Our cyber personalities aren’t necessarily a community. If brought together in a D/s chat room we can only say that we have a SINGLE common interest … and given the diversity of needs among any group, you may even have to really STRETCH the term ‘common interest’ to make it work. In my friend’s case, she feels the need to be in a submissive relationship and that’s great. Problem is, she doesn’t like to wear black, she doesn’t like to be spanked, she has no interest in play parties or being tied up or stripped half naked in public. So in the nebulous world of chat rooms, 80 to 90% of what she sees and hears is of no interest to her. I know BDSM people who feel the same way: “I don’t want to kneel before you, just spank me before we have sex!” Perhaps 50% of what THEY hear is of no interest to them.
 
Imagine, if you will, being in a physical room with 500 people with whom you slowly discover you have next to nothing in common. The NAME is right … They use the same words as you do, but in time you find out that their minds, while nice and friendly, do not have common thoughts, goals and desires as yours. Most people would soon begin to feel left out.
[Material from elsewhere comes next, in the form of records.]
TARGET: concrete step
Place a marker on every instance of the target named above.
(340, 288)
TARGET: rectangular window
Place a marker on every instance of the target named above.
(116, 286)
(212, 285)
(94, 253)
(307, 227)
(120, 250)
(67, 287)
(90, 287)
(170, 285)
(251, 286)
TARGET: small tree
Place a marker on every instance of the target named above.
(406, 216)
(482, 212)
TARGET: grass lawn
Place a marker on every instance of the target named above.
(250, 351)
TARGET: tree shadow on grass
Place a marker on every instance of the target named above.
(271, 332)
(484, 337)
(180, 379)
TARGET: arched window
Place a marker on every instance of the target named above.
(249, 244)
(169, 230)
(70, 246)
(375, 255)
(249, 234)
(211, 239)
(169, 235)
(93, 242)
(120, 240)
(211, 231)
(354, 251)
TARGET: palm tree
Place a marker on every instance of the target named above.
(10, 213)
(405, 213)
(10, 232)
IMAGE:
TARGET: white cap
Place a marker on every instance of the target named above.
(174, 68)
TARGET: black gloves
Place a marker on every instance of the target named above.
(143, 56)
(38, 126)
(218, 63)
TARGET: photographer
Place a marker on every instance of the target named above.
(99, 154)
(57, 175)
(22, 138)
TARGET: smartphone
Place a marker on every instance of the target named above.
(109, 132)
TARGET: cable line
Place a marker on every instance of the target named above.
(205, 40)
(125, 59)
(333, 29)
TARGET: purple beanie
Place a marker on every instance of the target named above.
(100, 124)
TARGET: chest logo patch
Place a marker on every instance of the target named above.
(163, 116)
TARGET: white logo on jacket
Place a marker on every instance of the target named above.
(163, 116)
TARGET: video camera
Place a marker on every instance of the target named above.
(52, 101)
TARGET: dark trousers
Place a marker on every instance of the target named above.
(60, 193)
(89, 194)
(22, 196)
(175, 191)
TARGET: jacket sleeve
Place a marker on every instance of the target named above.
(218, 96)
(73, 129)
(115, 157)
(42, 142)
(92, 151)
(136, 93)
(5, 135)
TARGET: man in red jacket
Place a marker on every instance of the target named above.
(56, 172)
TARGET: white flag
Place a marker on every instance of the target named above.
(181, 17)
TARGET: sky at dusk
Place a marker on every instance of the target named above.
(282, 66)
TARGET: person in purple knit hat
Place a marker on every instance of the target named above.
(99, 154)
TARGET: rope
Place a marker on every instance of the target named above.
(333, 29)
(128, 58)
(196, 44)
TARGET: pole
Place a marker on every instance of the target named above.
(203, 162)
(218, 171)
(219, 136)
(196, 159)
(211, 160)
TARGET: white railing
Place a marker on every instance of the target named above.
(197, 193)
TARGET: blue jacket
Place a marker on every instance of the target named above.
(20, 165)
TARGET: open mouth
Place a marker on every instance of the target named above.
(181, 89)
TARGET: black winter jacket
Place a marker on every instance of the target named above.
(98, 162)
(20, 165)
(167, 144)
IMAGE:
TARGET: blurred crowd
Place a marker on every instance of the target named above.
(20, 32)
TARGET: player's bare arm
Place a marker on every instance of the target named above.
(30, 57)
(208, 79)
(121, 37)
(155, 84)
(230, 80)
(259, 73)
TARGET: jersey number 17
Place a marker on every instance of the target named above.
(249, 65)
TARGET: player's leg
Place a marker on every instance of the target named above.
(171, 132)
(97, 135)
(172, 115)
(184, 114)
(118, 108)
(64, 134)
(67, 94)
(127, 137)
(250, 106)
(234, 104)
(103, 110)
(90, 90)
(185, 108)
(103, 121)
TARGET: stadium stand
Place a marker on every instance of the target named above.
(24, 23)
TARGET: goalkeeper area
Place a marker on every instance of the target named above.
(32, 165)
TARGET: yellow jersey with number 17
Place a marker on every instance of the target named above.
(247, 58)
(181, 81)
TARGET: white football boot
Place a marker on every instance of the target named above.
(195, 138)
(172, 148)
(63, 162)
Maybe even isolated.
 
And the more time you spend WITH them …. the more lonely you might feel.
 
 Then imagine that having realized this …. there IS NO room for you to enter that DOES have people with like minds. How would you feel then? With 800,000 people being on-line at the same time, finding 12, 10 or even 2 who share your needs the way you feel them is a daunting task.
 
· Is D/s is unusual because of how we have hijacked, appropriated and abused the definitions to suit our lives? Is Special Interests: Sewing Circle any different because they really DO have common terminology and an interest less nebulous?
 
· Is this really a problem? Has anyone but my friend experienced this?
 
I think that is partly true. As I witness chat in rooms, I find that I DO tend to just glass over when there is a protracted conversation about being flogged, spanked, etc. Sometimes when the 5th little twit has ooo’d and ahhh’d about it, I want to yell out “Get a life. Get a grip. You’re an endorphin junkie! Go RUN 5 miles – you’ll get the same endorphin rush … you can do it alone, don’t need a date … and be healthier for the experience!”
 
Then I remember that they probably feel the same way when I extol the virtues of planting my will into another person’s head in such a way that my subject thinks it’s their own desire.
 
In truth …. we simply don’t belong in the same room with each other.
 
The answer is: there is no answer. Because there is no problem. All we do is know what we’re doing. That not everyone that we LOL is our best friend. That On-Line is not real life. That not everyone we meet who uses the same words we do (such as pernucleate) has the same thoughts behind them that we have. That what we see, say and read is just a small portion of who and what we really are. And hopefully not the BEST part of who we are.
 
And of course … first and foremost …… remember that
 
The Hokey-Pokey really IS what it’s all about.